May the Identical Occur in Singapore?
Singapore is completely different, however parallels exist. The world’s steepest property tax on overseas consumers — a 60% Further Purchaser’s Stamp Obligation (ABSD) — has successfully excluded foreigners from the residential market. That leaves residents and everlasting residents as the first gamers.
This exclusion retains costs in verify relative to different wealth hubs similar to Hong Kong, London, Monaco, and Zurich. But it surely additionally limits rental provide. Fewer buyers imply fewer rental items — and that helps drive rents greater for locals who personal property.
Certainly, Singapore’s rental costs have been climbing steadily. And whereas one may argue that decrease limitations for overseas consumers might need fueled even greater property values and rents, for now, the beneficiaries are clearly the native landlords.

World Property Dynamics
The newest Savills World Cities Prime Residential Index confirms the shifting panorama.

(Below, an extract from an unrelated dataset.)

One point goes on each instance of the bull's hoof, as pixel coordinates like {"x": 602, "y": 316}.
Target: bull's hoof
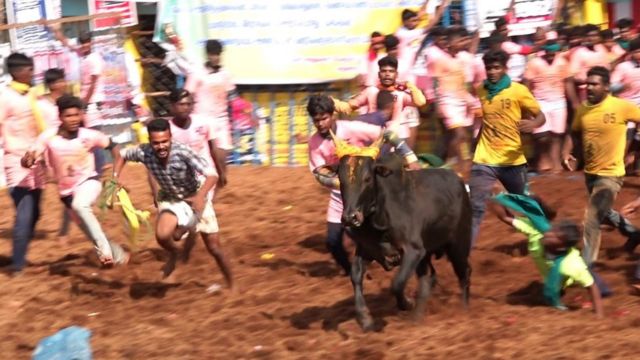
{"x": 366, "y": 323}
{"x": 417, "y": 315}
{"x": 405, "y": 304}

- Tokyo surged with 8.8 % progress in H1 2025, powered by a power scarcity of latest provide and robust demand. Forecasts name for one more 6 % –7.9 % rise within the second half of the 12 months.

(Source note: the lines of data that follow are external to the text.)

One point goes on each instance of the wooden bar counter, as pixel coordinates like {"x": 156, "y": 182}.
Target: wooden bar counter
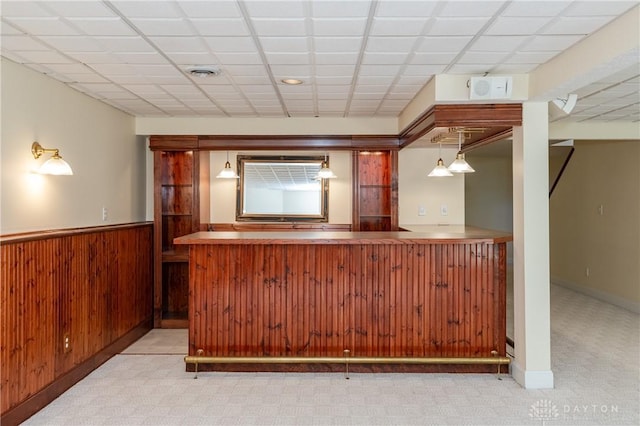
{"x": 431, "y": 292}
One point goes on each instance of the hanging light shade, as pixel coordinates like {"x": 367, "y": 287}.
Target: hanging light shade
{"x": 440, "y": 170}
{"x": 227, "y": 172}
{"x": 460, "y": 165}
{"x": 325, "y": 172}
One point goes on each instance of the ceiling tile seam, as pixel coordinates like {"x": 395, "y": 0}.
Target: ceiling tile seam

- Berlin, Dubai, and Seoul every posted progress above 5 %, supported by tight provide pipelines and resilient sentiment.

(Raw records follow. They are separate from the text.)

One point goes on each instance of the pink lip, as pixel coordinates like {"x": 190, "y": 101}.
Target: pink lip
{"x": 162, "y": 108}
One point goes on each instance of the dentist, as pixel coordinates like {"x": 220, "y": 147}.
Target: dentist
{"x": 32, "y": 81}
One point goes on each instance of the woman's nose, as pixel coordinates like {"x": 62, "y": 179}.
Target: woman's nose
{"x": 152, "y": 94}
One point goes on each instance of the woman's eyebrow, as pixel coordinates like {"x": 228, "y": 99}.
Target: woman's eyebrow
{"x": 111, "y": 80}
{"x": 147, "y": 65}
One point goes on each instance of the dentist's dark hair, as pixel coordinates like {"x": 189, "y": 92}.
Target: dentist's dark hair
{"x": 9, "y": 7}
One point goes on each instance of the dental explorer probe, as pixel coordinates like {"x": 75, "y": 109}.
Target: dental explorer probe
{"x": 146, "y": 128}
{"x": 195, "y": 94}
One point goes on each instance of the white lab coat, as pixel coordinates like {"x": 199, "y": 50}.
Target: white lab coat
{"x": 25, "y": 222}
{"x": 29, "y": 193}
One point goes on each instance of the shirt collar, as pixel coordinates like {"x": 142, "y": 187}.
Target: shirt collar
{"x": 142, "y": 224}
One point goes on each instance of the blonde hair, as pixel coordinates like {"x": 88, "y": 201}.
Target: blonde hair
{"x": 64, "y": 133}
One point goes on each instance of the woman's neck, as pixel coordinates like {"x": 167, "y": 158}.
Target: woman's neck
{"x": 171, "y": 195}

- Way of life cities similar to Amsterdam, Cape City, Lisbon, and Sydney additionally gained, buoyed by their enduring attraction to international consumers.
- Hong Kong struggled, with a 3.5 % drop in H1 2025 amid coverage uncertainty and already sky-high pricing. Nonetheless, it stays the world’s costliest market, averaging US$3,720 per sq. foot.

Singapore: Secure Haven Foreign money, Distinctive Market
The foreign money story issues too. Julius Baer notes that the Singapore greenback, together with the Swiss franc, is the one main foreign money to constantly ship optimistic returns towards the US greenback over 10, 20, and 30 years. Since 2000, the SGD has risen 29.3 % versus the USD — the strongest in Asia.
This makes Singapore each a property and foreign money haven. However the residential market right here is in contrast to every other. The ABSD creates a fortress, protecting worldwide speculative capital out and leaving long-term worth creation to locals and PRs.

The place Ought to Traders Look?
With capital values projected to rise simply 1.5 % in H2 2025, the actual alternatives lie within the secondary market, the place older prime condos supply:
- Bigger layouts
- Decrease density
- Scarcer areas
For eligible consumers — Singaporeans, PRs, and exempt nationalities similar to Individuals and Swiss — these properties characterize sturdy worth and upside, particularly given the en bloc potential in prime areas.
Take Orchard Highway: round Cairnhill, uncommon gems like The Edge on Cairnhill by starchitect Moshe Safdie (of Marina Bay Sands and Jewel Changi fame) commerce under SGD 2,700 psf. That’s way more engaging than smaller, much less central new launches.
Or Tangler: St. Regis Residences — 999-year leasehold, with elegant grounds and concierge companies — will be discovered at simply SGD 2,800 psf. That’s a cut price in comparison with many more recent however much less distinguished initiatives. Close by, The Tomlinsontrades even decrease, although with out the identical model cachet.

Remaining Take
In a world of foreign money volatility, provide squeezes, and shifting coverage, Singapore stands out. With restricted land, sturdy home demand, and a rock-solid foreign money, property right here continues to function among the best long-term worth preservation belongings. For these eligible to purchase, the secondary market in prime districts stays the neatest play — combining heritage, area, and long-term appreciation.